4. **Inspect the artifacts**
   - `dist/index.js` is the ESM entry point referenced by `"main"`/`"browser"`/`"exports"`.
   - `dist/index.d.ts` and the rest of the `.d.ts` files provide the TypeScript surface.
   Use `npm pack` if you want to preview the exact tarball that would be published.

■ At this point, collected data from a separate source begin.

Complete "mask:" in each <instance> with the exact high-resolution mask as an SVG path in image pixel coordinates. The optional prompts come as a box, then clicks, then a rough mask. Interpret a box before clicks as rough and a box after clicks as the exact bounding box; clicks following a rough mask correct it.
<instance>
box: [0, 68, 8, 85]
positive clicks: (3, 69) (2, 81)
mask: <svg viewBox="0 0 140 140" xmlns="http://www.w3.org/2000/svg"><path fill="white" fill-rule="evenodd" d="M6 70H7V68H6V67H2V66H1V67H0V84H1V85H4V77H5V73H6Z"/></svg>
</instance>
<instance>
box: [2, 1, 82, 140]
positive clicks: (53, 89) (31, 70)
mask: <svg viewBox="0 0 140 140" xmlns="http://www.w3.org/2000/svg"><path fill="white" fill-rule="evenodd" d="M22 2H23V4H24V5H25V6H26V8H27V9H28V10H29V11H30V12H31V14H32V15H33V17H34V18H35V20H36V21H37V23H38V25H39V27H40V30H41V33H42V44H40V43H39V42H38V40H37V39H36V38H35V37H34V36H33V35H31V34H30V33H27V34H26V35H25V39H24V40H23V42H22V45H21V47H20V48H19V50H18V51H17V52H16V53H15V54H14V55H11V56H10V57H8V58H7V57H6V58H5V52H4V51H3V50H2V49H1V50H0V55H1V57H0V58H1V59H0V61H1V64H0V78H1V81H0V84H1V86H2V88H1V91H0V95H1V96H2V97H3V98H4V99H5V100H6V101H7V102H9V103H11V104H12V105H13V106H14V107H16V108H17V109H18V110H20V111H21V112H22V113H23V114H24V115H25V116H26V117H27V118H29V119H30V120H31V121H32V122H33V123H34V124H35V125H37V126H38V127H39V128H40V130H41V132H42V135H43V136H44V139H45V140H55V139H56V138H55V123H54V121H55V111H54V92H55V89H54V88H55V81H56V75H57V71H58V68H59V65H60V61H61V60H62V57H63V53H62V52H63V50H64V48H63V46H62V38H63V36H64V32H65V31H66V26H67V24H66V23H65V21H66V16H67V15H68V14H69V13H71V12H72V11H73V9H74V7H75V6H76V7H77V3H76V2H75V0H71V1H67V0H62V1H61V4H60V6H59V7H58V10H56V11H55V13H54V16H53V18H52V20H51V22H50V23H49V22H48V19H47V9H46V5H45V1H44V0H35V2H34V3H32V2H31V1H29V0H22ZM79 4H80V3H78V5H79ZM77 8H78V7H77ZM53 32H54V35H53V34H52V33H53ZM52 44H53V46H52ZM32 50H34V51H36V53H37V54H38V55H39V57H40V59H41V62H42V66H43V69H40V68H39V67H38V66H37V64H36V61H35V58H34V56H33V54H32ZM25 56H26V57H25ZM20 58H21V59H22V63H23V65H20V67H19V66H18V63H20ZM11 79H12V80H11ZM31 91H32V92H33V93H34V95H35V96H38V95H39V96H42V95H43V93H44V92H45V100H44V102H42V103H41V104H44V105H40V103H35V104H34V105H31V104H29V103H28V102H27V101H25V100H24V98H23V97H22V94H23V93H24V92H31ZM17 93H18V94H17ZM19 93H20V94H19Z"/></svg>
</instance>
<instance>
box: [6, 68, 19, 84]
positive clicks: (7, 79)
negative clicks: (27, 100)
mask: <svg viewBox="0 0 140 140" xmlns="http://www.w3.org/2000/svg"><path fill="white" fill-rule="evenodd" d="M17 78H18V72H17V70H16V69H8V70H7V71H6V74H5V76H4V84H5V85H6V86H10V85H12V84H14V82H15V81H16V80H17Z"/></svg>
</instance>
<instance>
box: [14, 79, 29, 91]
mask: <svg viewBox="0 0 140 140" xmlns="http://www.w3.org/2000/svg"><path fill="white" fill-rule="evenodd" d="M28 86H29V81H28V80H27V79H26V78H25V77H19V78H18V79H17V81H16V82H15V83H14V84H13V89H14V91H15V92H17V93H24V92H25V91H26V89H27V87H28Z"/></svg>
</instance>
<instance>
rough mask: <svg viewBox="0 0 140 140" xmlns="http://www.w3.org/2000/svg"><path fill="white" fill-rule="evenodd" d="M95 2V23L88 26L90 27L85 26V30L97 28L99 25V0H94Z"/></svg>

> Tip: during development you can set `MIDEN_WEB_DEV=true` before running `pnpm build` (or run `npm run build-dev`) to skip the clean step and keep extra debugging metadata in the bundled output. This debugging metadata also includes debug symbols for the generated wasm binary

### Checking the generated TypeScript bindings

The script at `crates/web-client/scripts/check-bindgen-types.js` verifies that every type exported by the generated wasm bindings (`dist/crates/miden_client_web.d.ts`) is re-exported from the public declarations (`js/types/index.d.ts`). Run it after a build with:

```
pnpm check:wasm-types
```

`WebClient` is intentionally excluded because the wrapper defines its own implementation. If the check reports missing exports, update `js/types/index.d.ts` so consumers get the full generated surface.

## Usage

The following are just a few simple examples to get started. For more details, see the [API Reference](../../docs/typedoc/web-client/README.md).

### Quick Start

```typescript
import { MidenClient, AccountType } from "@miden-sdk/miden-sdk";

// 1. Create client (defaults to testnet, or use createTestnet()/createDevnet())
const client = await MidenClient.createDevnet();

// 2. Create a wallet and a token (faucet account)
const wallet = await client.accounts.create();
const dagToken = await client.accounts.create({
  type: AccountType.FungibleFaucet, symbol: "DAG", decimals: 8, maxSupply: 10_000_000n
});

// 3. Mint tokens
const mintTxId = await client.transactions.mint({ account: dagToken, to: wallet, amount: 1000n });
await client.transactions.waitFor(mintTxId.toHex());

// 4. Consume the minted note
await client.transactions.consumeAll({ account: wallet });

// 5. Send tokens to another address
await client.transactions.send({
  account: wallet,
  to: "0xBOB",
  token: dagToken,
  amount: 100n
});

// 6. Check balance
const balance = await client.accounts.getBalance(wallet, dagToken);
console.log(`Balance: ${balance}`); // 900n

// 7. Cleanup
client.terminate();
```

### Create a New Wallet

```typescript
import { MidenClient, AccountType, AuthScheme } from "@miden-sdk/miden-sdk";

const client = await MidenClient.create();

// Default wallet (private storage, mutable, Falcon auth)
const wallet = await client.accounts.create();

// Wallet with options
const wallet2 = await client.accounts.create({
  storage: "public",
  type: AccountType.ImmutableWallet,
  auth: AuthScheme.ECDSA,
  seed: "deterministic"
});

console.log(wallet.id().toString()); // account id as hex
console.log(wallet.isPublic()); // false
console.log(wallet.isPrivate()); // true
console.log(wallet.isFaucet()); // false
```

### Create a Faucet

```typescript
const faucet = await client.accounts.create({
  type: AccountType.FungibleFaucet,
  symbol: "DAG",
  decimals: 8,
  maxSupply: 10_000_000n
});

console.log(faucet.id().toString());
console.log(faucet.isFaucet()); // true
```

### Send Tokens

```typescript
const txId = await client.transactions.send({
  account: wallet,
  to: "0xBOB",
  token: dagToken,
  amount: 100n
});
```

### Consume Notes

```typescript
// Sync state to discover new notes
await client.sync();

// Consume all available notes for an account
const result = await client.transactions.consumeAll({ account: wallet });
console.log(`Consumed ${result.consumed} notes, ${result.remaining} remaining`);
```

### Check Balance

```typescript
const balance = await client.accounts.getBalance(wallet, dagToken);
console.log(`Balance: ${balance}`);
```

### Cleanup

When you're finished using a MidenClient instance, call `terminate()` to release its Web Worker:

```typescript
client.terminate();

// Or use explicit resource management:
{
  using client = await MidenClient.create();
  // ... use client ...
} // client.terminate() called automatically
```

## License

This project is licensed under the MIT License - see the LICENSE file for details.